Migration and proliferation of the vascular smooth muscle cells, and synthesis of extracellular matrix(ECM) proteins by these cells are thought to be involved in percutaneous transluminal coronary angioplasty(PTCA). To clarify the mechanisms of human coronary restenosis, restenotic tissue specimens obtained by directional coronary atherectomy from patients at various stage after PTCA were analyzed for cell proliferation and deposition of all extracellular matrix. The timing of cell proliferation and deposition of extracellular matrix protein were compared with the timing of restenosis detected in angiographical studies. Immunostaining with anti-Ki-67 antigen antibody showed the peak of cell proliferation in neointima occurs earlier than the angiographical restenosis.

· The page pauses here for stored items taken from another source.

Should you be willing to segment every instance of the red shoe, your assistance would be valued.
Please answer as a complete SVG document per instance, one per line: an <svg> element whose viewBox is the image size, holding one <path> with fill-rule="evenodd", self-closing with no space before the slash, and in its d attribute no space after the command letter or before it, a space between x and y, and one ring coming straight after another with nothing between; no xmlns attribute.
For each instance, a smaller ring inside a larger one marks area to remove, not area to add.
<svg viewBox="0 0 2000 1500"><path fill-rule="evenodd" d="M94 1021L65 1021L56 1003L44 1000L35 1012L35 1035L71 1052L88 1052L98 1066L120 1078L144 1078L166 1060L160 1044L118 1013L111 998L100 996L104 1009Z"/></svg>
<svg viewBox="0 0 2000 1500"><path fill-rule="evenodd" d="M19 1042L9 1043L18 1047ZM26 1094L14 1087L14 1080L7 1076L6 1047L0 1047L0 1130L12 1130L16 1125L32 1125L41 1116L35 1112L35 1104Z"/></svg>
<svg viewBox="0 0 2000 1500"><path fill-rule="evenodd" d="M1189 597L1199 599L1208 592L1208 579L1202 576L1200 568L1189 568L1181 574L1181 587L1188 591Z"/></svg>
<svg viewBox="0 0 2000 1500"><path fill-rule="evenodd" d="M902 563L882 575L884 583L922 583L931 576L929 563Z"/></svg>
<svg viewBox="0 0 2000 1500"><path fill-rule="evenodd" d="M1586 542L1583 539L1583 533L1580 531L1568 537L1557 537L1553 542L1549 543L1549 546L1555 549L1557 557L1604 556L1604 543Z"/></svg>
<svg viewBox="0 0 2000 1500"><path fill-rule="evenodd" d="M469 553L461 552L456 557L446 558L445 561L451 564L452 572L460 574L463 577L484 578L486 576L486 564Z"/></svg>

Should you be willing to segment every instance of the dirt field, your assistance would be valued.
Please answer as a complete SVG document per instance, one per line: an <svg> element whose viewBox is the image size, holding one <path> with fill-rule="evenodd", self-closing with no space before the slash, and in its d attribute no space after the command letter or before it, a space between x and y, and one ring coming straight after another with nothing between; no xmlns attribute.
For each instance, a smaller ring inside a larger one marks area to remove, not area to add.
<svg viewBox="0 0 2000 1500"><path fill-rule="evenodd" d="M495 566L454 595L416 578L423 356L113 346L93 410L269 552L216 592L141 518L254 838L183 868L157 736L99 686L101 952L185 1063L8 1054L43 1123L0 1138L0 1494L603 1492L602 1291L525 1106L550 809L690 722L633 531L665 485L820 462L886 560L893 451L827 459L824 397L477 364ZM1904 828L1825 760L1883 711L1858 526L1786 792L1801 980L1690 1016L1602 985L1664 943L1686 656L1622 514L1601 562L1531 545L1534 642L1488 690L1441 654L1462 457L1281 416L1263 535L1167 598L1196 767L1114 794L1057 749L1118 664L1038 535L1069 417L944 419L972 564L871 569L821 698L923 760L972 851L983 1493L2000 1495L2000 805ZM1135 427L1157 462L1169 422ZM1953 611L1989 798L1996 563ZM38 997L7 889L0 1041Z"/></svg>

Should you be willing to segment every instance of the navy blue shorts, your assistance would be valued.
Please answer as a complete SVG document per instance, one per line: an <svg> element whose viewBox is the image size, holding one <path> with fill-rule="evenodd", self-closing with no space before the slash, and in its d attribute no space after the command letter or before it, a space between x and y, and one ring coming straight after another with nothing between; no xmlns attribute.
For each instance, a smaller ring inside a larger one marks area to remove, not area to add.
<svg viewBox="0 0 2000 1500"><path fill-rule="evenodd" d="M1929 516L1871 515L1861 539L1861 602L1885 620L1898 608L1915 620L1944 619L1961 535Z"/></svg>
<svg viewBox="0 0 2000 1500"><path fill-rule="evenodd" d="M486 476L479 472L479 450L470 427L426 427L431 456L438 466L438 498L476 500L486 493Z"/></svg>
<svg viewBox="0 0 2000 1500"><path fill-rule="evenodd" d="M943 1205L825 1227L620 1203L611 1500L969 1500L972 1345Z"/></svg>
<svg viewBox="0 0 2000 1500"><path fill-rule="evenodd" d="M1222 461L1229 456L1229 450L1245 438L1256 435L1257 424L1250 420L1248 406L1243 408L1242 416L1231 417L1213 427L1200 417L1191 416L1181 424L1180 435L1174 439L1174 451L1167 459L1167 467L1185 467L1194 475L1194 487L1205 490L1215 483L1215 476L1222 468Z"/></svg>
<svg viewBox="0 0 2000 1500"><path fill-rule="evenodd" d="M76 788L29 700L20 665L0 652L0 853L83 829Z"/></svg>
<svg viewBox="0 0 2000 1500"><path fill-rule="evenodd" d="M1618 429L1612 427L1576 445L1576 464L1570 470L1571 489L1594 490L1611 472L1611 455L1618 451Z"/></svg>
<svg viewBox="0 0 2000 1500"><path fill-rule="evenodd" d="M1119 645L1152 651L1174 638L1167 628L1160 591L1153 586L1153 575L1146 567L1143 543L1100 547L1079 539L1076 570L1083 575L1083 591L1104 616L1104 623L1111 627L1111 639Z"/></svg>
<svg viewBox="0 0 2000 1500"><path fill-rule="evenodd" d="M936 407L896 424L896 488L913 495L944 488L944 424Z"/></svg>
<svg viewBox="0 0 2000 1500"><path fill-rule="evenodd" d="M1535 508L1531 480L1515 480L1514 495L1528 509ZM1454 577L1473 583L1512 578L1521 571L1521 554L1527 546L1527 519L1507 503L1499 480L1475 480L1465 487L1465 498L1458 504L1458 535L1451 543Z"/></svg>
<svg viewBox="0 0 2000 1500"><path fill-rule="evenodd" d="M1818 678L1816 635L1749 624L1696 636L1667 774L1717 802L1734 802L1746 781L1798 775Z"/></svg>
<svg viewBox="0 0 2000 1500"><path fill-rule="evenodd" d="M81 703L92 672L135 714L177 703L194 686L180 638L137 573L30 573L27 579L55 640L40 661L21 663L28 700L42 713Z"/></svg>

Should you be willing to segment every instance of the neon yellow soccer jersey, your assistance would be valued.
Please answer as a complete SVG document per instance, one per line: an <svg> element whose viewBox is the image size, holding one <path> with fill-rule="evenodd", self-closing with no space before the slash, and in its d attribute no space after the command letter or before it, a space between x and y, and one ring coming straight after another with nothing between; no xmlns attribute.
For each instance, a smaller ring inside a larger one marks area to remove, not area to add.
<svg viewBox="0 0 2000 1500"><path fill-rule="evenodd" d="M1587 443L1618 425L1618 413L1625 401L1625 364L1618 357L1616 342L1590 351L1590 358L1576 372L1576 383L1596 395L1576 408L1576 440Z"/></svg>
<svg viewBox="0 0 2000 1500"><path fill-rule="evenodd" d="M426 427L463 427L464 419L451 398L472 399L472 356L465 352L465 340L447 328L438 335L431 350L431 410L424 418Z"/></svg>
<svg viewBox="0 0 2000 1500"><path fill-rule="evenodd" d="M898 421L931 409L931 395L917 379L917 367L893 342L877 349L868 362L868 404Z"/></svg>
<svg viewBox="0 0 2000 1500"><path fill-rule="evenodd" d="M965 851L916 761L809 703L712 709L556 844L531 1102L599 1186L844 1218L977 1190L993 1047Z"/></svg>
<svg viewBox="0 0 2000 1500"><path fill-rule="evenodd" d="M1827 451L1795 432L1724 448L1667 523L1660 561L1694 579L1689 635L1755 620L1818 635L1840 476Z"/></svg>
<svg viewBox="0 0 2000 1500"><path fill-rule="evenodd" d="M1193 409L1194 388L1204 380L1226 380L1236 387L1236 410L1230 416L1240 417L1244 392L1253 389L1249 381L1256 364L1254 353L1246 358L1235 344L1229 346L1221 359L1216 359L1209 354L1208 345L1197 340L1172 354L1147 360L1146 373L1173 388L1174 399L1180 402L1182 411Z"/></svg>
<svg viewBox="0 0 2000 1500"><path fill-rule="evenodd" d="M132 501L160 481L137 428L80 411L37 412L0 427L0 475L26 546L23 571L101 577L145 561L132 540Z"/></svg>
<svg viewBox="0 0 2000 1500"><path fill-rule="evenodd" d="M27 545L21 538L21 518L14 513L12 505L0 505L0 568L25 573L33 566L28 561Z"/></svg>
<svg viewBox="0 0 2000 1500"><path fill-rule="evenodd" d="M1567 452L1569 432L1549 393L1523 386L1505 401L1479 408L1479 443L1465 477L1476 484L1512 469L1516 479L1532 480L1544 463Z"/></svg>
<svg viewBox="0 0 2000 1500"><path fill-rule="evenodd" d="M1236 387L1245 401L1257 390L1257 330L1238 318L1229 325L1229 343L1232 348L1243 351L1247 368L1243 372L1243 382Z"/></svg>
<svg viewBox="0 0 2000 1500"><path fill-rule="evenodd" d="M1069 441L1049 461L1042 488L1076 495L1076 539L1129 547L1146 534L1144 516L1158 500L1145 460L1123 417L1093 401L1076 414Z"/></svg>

　 To define the nature of the in human restenotic neointima, we morphologically and semiquantificationally analyzed with anti-fibronectin, tenascin-C, collagen I and III, and PG-M/versican antibodies. Tenascin-C transiently appeared at the early stage, then PG-M/versican markedly accumulated when the clinical restenosis most progressed. At later stages, the PG-M/versican was replaced by a more mature ECM consisting of collagen I and III. These results demonstrated that different ECM elements could play distinct roles in a cascade of biological events and the volume effect of accumulation of PG-M/versican can be a major cause of human coronary restenosis after PTCA.